The core of geocoding is setting an address or location to a point on the globe using Latitude and Longitude. This is pretty easily done using some free services out there like geocoder.us and Google (you need a free Google Maps API key to use this API). Between the two, geocoder.us is much more accurate in terms of finding addresses, but Google is about 100 times faster if you have a lot of data.

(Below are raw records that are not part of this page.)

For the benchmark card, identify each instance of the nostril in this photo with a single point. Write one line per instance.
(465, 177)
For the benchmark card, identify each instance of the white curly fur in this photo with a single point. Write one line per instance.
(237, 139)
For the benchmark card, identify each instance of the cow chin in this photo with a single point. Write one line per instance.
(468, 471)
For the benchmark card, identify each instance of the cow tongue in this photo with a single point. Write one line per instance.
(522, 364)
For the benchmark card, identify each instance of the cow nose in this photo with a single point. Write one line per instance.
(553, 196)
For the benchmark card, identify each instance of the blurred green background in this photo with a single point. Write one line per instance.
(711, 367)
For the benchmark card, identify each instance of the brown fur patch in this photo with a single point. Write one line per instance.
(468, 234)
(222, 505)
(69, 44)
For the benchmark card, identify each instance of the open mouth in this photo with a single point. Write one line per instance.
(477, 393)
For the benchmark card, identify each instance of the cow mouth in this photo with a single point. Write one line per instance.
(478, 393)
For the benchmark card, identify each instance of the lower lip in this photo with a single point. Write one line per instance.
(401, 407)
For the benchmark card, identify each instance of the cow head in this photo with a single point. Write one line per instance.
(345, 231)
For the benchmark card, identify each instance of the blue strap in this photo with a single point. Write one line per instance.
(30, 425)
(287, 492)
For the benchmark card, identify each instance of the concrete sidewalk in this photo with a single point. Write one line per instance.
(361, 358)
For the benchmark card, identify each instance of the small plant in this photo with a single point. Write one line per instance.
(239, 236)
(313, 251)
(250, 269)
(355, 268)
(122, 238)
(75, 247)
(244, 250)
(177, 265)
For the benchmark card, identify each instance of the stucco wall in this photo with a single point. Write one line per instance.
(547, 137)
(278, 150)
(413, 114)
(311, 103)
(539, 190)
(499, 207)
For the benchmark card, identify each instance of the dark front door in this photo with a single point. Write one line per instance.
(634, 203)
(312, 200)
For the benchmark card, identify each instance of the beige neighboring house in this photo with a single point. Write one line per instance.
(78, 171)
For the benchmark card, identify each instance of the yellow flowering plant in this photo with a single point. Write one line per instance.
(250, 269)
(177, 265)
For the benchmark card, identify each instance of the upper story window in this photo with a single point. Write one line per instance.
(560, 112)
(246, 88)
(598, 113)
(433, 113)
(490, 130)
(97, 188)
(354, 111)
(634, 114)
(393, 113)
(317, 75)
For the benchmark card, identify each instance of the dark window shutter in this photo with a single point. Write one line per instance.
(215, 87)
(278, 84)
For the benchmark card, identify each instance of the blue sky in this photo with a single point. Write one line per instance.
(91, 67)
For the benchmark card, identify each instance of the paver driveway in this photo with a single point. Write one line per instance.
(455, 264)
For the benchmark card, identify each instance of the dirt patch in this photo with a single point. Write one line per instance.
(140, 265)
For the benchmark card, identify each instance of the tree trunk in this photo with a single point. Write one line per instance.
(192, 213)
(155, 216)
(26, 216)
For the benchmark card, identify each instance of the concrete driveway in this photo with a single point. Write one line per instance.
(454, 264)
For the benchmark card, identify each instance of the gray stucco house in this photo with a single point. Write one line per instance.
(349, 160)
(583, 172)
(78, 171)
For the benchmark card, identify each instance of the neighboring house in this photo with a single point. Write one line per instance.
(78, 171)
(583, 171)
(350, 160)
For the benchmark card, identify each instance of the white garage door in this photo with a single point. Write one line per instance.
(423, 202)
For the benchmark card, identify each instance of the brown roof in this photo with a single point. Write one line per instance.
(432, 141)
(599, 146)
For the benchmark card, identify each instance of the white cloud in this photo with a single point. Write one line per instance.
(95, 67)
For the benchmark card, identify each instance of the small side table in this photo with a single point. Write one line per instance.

Geocoder.us is really easy to use:

        public static Coordinates GetLatAndLong(string address) {
            Coordinates result = null;
            //using RPC.Geocoder - this is a free service

            //do the web request and get the reply
            string reply = SubSonic.Sugar.Web.ReadWebPage("http://rpc.geocoder.us/service/csv?address=" + address);

            //the reply is in CSV Format, like this:
            //38.898748,-77.037684,1600 Pennsylvania Ave NW,Washington,DC,20502
            if(!String.IsNullOrEmpty(reply)) {
                try
                {
                    result = new Coordinates();
                    string[] resultCSV = reply.Split(',');
                    if (resultCSV.Length > 0)
                    {
                        result.Latitude = resultCSV[0];
                        result.Longitude = resultCSV[1];
                        result.Address = resultCSV[2];
                        result.City = resultCSV[3];
                        result.State = resultCSV[4];
                        result.Zip = resultCSV[5];
                    }
                }
                catch
                {

                }
            }
            return result;

        }

I'm using SubSonic to grab the web page, but the code's really simple and if you need it, leave me a comment and I'll post it.

Preparing Your Data
So I have an old database of about 3000 US hotels here on my box that I'm going to use for a demo. They don't have any Latitude/Longitude data - so I'll need to add that in. The table is really basic - just name and address info. To this I'm going to add two fields of NULLABLE REAL, called Latitude and Longitude.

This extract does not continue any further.